A Chinese version of the article title and abstract should also be included. Translation service (from English to Chinese) will be provided only to non-Chinese authors.Keywords
Immediately after the abstract for Review Articles, Research Papers and Case Reports, provide a maximum of 5 keywords (in alphabetical order), using British spelling and avoiding general and plural terms and multiple concepts (avoid, for example, 'and', 'of'). Keywords should be taken from the Medical Subject Headings (MeSH) list of Index Medicus (http://www.nlm.nih.gov/mesh/meshhome.html). Be sparing with abbreviations: only abbreviations firmly established in the field may be eligible. These keywords will be used for indexing purposes.
No abstract and keywords are required for Letters to the Editor.
Where a term/definition will be continually referred to, it must be written in full when it first appears in the text, followed by the subsequent abbreviation in parentheses (even if it was previously defined in the abstract). Thereafter, the abbreviation may be used. An abbreviation should not be first defined in any section heading; if an abbreviation has previously been defined in the text, then the abbreviation may be used in a subsequent section heading. Restrict the number of abbreviations to those that are absolutely necessary and ensure consistency of abbreviations throughout the article. Ensure that an abbreviation so defined does actually appear later in the text (excluding in figures/tables), otherwise, it should be deleted.
Collate acknowledgements in a separate section at the end of the article before the references and do not, therefore, include them on the title page, as a footnote to the title or otherwise. List here those individuals who provided help during the research (e.g., providing language help, writing assistance or proof reading the article, etc.).
It is not necessary to include detailed descriptions on the program or type of grants and awards. When funding is from a block grant or other resources available to a university, college, or other research institution, submit the name of the institute or organization that provided the funding.If no funding has been provided for the research, please include the following sentence:
This research did not receive any specific grant from funding agencies in the public, commercial, or not-for-profit sectors.Units
Follow internationally accepted rules and conventions: use the international system of units (SI). If other units are mentioned, please give their equivalent in SI. Blood pressure values are to be reported in mmHg. Use the metric system for the expression of length, area, mass, and volume. Temperatures are to be given in degrees Celsius.
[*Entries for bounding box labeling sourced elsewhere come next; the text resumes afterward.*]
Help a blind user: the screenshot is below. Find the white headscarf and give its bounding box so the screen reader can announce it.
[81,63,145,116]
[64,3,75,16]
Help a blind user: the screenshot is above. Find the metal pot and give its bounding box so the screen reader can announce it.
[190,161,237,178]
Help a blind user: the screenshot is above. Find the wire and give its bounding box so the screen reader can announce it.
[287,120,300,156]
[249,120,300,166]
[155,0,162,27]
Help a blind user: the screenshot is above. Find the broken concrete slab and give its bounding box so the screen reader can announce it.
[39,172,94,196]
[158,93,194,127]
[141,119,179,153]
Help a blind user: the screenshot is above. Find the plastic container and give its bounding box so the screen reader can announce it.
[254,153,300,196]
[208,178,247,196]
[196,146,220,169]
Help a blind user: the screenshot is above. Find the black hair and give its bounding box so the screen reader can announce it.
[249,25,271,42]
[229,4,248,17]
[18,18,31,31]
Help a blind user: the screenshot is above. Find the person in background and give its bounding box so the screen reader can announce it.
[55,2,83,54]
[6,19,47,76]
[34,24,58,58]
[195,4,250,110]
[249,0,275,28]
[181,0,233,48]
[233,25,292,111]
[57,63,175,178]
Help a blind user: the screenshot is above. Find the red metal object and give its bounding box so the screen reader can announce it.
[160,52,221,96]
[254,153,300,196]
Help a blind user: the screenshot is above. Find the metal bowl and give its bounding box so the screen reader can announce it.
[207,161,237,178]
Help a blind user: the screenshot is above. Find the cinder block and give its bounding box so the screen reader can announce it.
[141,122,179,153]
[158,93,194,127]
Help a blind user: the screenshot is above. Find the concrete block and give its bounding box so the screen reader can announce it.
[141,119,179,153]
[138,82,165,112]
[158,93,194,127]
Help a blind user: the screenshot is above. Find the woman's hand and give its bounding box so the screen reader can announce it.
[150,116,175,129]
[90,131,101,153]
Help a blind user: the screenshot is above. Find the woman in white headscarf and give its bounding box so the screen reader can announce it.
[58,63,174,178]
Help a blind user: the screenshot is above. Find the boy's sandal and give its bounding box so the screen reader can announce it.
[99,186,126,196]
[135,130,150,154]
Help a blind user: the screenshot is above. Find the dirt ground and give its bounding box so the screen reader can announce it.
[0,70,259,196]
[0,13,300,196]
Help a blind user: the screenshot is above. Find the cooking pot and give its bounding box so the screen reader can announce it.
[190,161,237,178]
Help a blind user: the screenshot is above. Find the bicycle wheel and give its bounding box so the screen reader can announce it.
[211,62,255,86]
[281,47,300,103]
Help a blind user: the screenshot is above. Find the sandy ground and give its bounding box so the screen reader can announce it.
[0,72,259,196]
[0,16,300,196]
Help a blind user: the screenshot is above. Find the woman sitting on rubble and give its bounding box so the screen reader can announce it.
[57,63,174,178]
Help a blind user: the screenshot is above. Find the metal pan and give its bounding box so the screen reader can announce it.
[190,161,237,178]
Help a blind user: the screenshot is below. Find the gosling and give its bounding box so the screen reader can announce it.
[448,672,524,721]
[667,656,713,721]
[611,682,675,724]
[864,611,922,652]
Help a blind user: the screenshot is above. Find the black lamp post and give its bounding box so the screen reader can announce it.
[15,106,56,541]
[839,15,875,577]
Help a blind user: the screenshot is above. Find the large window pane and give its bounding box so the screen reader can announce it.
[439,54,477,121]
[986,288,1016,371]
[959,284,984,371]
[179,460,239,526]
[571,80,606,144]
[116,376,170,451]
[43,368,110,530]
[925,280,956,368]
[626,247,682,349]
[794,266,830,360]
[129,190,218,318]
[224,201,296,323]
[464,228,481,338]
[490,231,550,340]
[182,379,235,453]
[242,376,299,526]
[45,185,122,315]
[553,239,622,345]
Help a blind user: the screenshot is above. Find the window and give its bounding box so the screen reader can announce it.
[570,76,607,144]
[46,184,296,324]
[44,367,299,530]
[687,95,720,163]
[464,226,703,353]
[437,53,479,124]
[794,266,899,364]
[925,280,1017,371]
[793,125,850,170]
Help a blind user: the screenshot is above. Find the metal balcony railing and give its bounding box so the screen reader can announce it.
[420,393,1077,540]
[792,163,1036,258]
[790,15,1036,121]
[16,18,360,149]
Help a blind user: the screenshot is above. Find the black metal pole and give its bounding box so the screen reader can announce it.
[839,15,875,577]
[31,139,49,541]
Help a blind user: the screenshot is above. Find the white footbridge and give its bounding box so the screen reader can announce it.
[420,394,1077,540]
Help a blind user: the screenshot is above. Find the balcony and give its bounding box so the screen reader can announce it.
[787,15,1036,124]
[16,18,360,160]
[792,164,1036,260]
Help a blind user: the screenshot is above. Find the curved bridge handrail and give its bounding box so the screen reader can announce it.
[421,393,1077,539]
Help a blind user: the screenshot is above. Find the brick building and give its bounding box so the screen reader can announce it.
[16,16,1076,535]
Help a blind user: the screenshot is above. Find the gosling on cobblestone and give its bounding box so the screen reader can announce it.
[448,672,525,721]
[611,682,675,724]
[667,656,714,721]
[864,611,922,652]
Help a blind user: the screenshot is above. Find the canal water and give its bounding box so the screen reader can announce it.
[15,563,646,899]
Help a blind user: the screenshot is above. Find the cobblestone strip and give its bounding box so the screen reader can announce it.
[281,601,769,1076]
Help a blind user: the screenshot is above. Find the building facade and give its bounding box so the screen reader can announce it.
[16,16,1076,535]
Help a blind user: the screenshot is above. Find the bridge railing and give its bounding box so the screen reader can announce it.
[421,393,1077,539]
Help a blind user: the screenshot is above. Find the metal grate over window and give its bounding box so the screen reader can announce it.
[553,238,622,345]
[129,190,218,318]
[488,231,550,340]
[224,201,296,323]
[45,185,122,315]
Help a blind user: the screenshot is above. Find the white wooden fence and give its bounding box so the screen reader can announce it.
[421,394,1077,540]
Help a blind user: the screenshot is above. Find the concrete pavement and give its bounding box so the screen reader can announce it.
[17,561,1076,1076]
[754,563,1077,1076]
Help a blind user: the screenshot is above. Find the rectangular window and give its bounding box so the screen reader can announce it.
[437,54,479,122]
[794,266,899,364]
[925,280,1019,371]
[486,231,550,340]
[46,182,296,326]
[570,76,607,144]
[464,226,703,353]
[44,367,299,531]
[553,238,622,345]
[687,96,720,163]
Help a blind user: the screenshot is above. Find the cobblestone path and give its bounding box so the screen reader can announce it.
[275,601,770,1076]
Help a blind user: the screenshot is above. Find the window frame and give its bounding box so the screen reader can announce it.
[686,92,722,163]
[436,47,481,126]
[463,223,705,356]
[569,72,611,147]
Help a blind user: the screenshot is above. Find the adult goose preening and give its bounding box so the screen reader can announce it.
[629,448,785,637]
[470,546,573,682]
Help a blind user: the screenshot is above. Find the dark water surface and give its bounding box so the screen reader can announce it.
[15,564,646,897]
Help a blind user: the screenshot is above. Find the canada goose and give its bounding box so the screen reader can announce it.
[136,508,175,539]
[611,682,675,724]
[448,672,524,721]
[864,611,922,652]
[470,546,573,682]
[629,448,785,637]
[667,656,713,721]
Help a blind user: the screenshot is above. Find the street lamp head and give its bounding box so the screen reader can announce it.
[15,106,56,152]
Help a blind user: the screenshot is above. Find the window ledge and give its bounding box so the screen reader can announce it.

Numbers that begin a sentence or those that are less than 10 should be spelled out using letters. Centuries and decades should be spelled out, e.g., the Eighties or nineteenth century. Laboratory parameters, time, temperature, length, area, mass, and volume should be expressed using digits.
Use the Recommended International Non-proprietary Name (rINN) for medicinal substances, unless the specific trade name of a drug is directly relevant to the discussion. Generic drug names should appear in lowercase letters in the text. If a specific proprietary drug needs to be identified, the brand name may appear only once in the manuscript in parentheses following the generic name the first time the drug is mentioned in the text.
When proprietary (brand) names of drugs, implants and instruments, etc. are necessary, complete manufacturing details including the name of the company, city, state and country should be provided the first time the product is mentioned in the text, for example, “…IBM SPSS Statistics 21.0 was used (IBM Corp., Armonk, NY, USA)”. Thereafter, the generic term (if appropriate) should be used.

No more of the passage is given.